The Eskimo live simultaneously in the world of daily tasks and hunting and the world of spirit power and magic.
These worlds are distinct but equally real, intimately interconnected, and each profoundly affected by the other.
The Eskimo move easily between these worlds in the aghula. The dancer’s movements, the beat of the heart, and the sound of the drum together create a passage for the dancer to move between the worlds.
The drummers, all men, are the caretakers of the past. They keep separate from the participants, avoiding conversation and direct contact before the ritual. They begin the aghula, playing the one-two kallengneq beat in unison in a steady rhythm. The saguyak drums are made from the stomach of the walrus, the giver of life. Each drum has a power of its own. It is a valued possession and a sacred tool.
Some dancers dance sayugh, ancient ritualized patterns involving complex sets of movements and nuance. The
women tend to dance from direct inspiration and spontaneous trance states. In contrast the men often dance the
story of their hunting exploits and village life. Older men dance the teaching stories from the shaman’s visions and journeys recounting how the animals taught the humans to survive.
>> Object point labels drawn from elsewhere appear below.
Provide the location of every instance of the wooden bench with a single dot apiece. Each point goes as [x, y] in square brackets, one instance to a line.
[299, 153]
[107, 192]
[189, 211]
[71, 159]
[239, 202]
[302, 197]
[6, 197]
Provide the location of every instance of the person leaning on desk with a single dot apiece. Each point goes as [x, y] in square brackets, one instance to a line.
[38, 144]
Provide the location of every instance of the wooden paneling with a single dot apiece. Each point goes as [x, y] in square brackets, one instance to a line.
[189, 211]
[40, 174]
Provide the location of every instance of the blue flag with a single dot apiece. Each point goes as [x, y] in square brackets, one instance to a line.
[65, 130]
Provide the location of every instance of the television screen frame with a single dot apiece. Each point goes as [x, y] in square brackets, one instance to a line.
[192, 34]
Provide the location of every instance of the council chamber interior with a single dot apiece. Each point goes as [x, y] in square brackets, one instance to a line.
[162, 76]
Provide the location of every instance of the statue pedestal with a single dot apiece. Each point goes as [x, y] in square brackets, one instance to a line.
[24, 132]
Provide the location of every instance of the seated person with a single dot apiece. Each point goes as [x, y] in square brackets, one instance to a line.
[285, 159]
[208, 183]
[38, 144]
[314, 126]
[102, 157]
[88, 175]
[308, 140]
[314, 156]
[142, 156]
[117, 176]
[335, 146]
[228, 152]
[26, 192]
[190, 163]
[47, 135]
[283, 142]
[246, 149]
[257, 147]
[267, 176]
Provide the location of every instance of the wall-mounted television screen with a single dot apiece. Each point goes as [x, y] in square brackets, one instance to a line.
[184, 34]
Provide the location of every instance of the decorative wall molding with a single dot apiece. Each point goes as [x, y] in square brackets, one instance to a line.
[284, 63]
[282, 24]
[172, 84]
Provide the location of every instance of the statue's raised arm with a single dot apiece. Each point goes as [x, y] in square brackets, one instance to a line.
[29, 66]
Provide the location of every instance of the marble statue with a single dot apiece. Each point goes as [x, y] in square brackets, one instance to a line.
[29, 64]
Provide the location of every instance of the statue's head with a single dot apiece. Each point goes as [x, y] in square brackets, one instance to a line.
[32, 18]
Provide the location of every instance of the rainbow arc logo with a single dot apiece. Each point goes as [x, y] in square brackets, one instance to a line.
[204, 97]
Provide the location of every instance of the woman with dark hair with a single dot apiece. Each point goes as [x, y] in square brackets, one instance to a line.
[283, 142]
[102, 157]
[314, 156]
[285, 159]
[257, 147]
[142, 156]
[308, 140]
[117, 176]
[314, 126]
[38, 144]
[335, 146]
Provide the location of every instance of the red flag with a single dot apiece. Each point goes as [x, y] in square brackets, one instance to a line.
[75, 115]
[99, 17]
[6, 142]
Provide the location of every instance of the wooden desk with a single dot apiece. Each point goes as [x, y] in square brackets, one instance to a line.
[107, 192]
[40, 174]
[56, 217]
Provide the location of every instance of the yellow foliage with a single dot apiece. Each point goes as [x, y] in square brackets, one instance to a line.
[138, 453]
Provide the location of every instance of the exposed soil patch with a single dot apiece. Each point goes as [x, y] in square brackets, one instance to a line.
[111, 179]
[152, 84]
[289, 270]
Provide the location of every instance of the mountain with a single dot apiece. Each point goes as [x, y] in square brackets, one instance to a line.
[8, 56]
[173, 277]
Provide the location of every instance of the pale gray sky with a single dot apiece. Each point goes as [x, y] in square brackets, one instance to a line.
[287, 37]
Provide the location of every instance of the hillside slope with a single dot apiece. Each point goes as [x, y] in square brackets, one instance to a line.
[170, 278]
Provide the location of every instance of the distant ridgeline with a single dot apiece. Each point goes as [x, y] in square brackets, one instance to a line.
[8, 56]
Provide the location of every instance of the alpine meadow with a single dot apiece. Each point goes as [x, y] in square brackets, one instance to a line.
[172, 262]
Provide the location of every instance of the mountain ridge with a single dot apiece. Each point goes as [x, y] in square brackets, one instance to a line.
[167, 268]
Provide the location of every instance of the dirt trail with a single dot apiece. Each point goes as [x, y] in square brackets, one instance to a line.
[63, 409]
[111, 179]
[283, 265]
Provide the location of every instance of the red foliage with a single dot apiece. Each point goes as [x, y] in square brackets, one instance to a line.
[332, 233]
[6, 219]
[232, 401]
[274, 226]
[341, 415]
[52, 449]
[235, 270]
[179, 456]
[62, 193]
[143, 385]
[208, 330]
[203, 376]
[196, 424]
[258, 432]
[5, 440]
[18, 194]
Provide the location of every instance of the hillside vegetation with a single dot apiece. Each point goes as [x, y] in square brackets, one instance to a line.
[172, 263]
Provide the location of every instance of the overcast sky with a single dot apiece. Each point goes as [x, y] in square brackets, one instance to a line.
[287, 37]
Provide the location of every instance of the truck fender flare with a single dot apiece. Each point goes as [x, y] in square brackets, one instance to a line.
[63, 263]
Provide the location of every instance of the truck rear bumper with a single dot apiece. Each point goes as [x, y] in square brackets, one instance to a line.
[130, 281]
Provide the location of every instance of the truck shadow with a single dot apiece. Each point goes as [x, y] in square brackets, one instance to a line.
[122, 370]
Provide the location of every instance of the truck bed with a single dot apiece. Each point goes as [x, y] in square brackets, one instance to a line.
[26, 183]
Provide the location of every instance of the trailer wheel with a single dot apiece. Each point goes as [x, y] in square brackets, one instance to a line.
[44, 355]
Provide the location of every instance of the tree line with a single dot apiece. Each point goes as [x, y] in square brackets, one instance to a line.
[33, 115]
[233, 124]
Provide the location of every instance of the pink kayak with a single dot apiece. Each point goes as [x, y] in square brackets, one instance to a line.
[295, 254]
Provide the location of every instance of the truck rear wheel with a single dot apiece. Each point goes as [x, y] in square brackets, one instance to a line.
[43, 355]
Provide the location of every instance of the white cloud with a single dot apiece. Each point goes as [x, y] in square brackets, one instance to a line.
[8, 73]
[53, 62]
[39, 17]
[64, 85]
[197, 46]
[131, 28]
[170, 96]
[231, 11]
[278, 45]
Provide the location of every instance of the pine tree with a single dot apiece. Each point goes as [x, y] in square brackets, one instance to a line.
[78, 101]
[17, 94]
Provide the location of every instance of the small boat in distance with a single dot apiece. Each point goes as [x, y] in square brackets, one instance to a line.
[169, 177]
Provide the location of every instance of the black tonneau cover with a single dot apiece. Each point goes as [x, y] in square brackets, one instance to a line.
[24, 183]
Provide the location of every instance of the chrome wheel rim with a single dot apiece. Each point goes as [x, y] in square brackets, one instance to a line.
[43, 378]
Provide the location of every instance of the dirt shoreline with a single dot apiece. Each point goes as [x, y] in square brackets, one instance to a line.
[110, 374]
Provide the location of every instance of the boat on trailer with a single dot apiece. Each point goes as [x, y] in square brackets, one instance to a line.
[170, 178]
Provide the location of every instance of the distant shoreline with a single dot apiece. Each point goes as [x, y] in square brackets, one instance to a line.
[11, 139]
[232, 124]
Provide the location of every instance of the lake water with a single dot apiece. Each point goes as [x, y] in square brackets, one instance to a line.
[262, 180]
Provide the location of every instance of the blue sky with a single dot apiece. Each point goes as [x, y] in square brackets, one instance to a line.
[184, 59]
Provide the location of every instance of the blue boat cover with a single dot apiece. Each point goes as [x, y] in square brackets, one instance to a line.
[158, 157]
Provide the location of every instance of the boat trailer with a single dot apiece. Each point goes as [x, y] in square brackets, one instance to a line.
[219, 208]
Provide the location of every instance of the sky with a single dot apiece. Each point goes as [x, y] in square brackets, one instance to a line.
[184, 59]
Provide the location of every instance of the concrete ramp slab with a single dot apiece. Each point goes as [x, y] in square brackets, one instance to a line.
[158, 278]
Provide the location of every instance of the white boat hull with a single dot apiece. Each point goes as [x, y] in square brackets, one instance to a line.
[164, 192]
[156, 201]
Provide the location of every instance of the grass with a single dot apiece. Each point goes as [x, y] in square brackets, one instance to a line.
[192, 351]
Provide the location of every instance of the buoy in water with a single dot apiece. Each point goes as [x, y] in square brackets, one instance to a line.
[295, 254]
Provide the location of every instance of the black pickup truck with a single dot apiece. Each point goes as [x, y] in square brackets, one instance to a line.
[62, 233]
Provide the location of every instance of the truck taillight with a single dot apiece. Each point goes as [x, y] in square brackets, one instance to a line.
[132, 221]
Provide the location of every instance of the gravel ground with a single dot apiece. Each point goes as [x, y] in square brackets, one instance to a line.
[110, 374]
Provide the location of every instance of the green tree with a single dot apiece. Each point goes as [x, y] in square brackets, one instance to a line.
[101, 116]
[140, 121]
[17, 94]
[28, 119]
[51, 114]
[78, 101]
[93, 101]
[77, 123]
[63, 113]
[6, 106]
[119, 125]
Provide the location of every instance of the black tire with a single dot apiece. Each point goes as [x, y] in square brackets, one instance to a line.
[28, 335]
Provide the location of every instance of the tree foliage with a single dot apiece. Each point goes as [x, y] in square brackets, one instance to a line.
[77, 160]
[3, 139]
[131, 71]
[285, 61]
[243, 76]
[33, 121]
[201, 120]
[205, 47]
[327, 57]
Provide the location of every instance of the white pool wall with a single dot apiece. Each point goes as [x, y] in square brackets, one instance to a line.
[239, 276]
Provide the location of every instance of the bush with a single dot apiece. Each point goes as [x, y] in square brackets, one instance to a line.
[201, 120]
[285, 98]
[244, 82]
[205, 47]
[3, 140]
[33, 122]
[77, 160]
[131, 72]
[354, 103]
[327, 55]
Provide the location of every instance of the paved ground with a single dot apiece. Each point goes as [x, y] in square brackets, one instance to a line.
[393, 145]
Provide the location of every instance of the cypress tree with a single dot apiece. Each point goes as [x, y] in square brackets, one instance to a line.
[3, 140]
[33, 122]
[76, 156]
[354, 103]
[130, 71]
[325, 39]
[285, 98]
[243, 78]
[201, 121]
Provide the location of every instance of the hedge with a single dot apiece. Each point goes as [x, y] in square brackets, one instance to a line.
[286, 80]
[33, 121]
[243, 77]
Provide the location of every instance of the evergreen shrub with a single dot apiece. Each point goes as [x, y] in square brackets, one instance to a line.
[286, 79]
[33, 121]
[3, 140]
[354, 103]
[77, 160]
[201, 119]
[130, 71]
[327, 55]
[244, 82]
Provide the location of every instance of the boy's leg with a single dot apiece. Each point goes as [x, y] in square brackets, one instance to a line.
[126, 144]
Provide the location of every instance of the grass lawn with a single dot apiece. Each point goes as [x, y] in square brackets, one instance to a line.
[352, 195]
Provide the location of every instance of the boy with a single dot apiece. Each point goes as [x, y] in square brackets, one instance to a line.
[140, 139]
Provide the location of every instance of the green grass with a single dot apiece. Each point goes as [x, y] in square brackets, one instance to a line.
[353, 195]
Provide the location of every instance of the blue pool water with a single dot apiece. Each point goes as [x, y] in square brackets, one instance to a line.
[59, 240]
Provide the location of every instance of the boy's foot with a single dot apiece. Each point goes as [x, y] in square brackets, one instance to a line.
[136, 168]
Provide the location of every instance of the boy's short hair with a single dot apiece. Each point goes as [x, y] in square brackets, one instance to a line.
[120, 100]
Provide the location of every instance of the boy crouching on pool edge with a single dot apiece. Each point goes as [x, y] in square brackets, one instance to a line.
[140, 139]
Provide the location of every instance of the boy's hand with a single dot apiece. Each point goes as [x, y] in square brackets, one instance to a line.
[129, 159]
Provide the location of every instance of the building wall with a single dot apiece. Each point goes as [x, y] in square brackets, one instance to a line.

One by one, the dancers enter an altered state of consciousness, allowing their consciousness to enter the spirit
world under and around the sea. The dances begin to dance the dancers. The spirits enter and the dancers become
beings of mythical times. The aghula is much more than ritualized drama or creative release. It is a sacred gathering of power, invoked by the chanting and drumming and made manifest in the dancer through the dance.